La politique est devenue une véritable aubaine pour ces marchands de savoir que sont les économistes, les statisticiens, les sociologues ou les géopolitologues. Nous vivons, paraît-il, le siècle de la connaissance. Cette attirance pour les choses de l’esprit serait une bonne nouvelle si elle ne donnait carrière aux experts. Voyez Bouvard et Pécuchet : entre la bêtise générale et le savoir spécialisé, il n’y a souvent qu’un pas. C’est justement ce pas que nos experts ont décidé de franchir avec une naïveté qui laisse pantois.

Assister à un débat politique aujourd’hui – que ce soit sur l’immigration, le nucléaire ou la cueillette des champignons – c’est regarder des spécialistes se battre au nom des faits. Comment peut-on prendre au sérieux des gens pareils ? Un esprit scientifique, par exemple, ne s’exprimera jamais au nom des faits. Il sait que les faits dépendent étroitement du modèle théorique qu’il se donne, cette armature fragile dont le caractère éphémère incite, non à la certitude, mais à la prudence. Un romancier, pour sa part, préférera s’intéresser aux fictions que les gens se racontent lorsqu’ils s’imaginent aimer pour de bon, ou vivre pour de vrai.

Parler au nom des faits est la manie intellectuelle des escrocs. Chacun va répétant qu’il connaît la réalité mieux que son adversaire, et lorsque le débat est lancé, il n’y en a jamais un pour rattraper l’autre. « Je suis désolé, dira l’un, je suis allé en banlieue, je sais de quoi je parle » . « Vous seriez étonné d’apprendre où j’habite », répondra l’autre. Le plus comique dans cette histoire est que l’expert a toujours l’air d’avoir passé un certain temps avec les faits. On dirait que les faits vivent dans leur petit monde, à la manière des Schtroumpfs, et que l’expert a dû se plier en quatre pour les étudier.

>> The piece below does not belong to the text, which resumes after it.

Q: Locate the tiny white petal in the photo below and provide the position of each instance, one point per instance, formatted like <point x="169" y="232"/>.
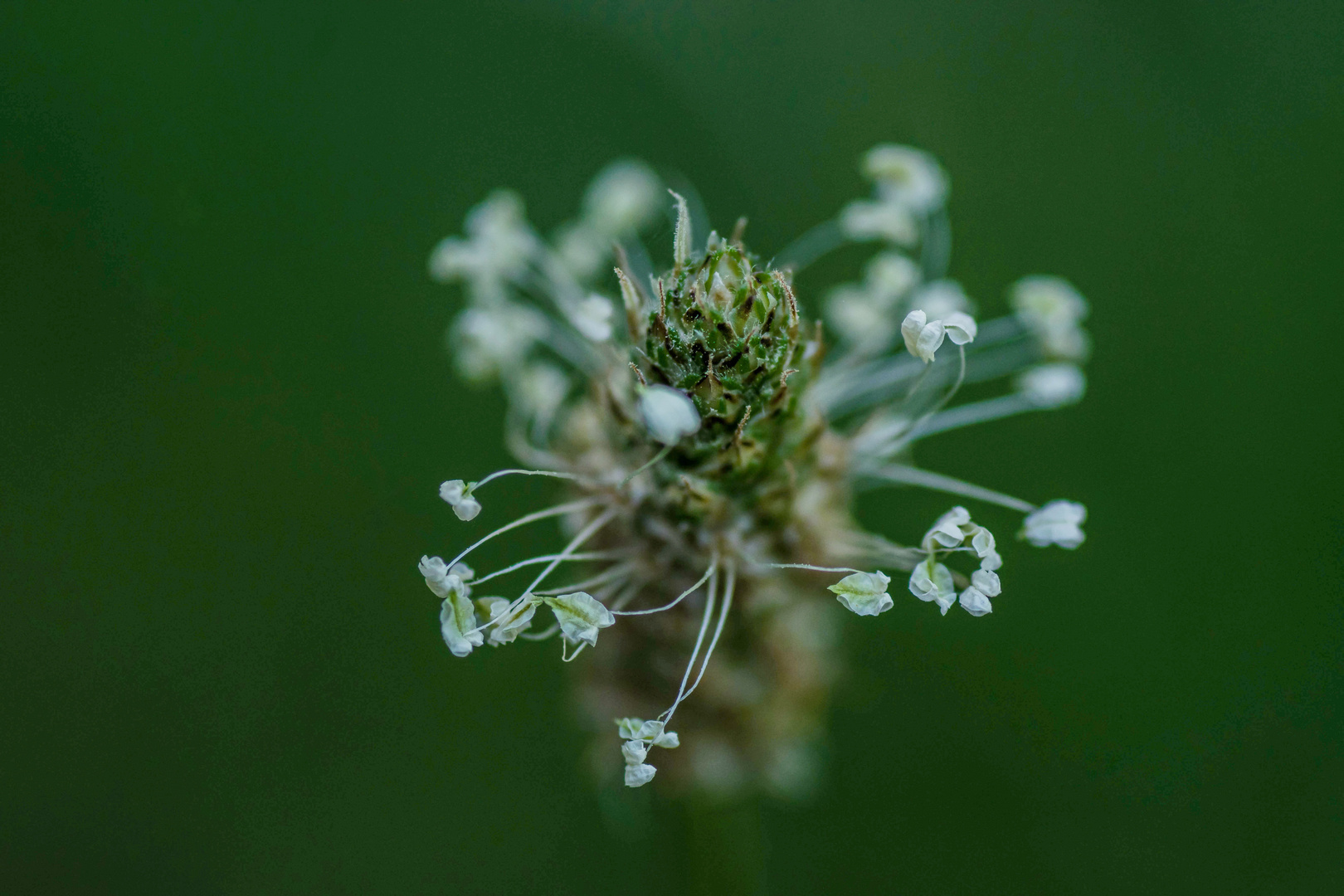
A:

Il serait formidable qu’un expert reconnaisse publiquement la seule vérité qui vaille, à savoir que son savoir repose sur des bases extrêmement douteuses (ce qui n’a rien de déshonorant). Une telle attitude nous ferait basculer, subitement, dans le royaume de l’honnêteté intellectuelle. Cette éventualité est-elle envisageable à l’horizon 2015 ? J’en doute.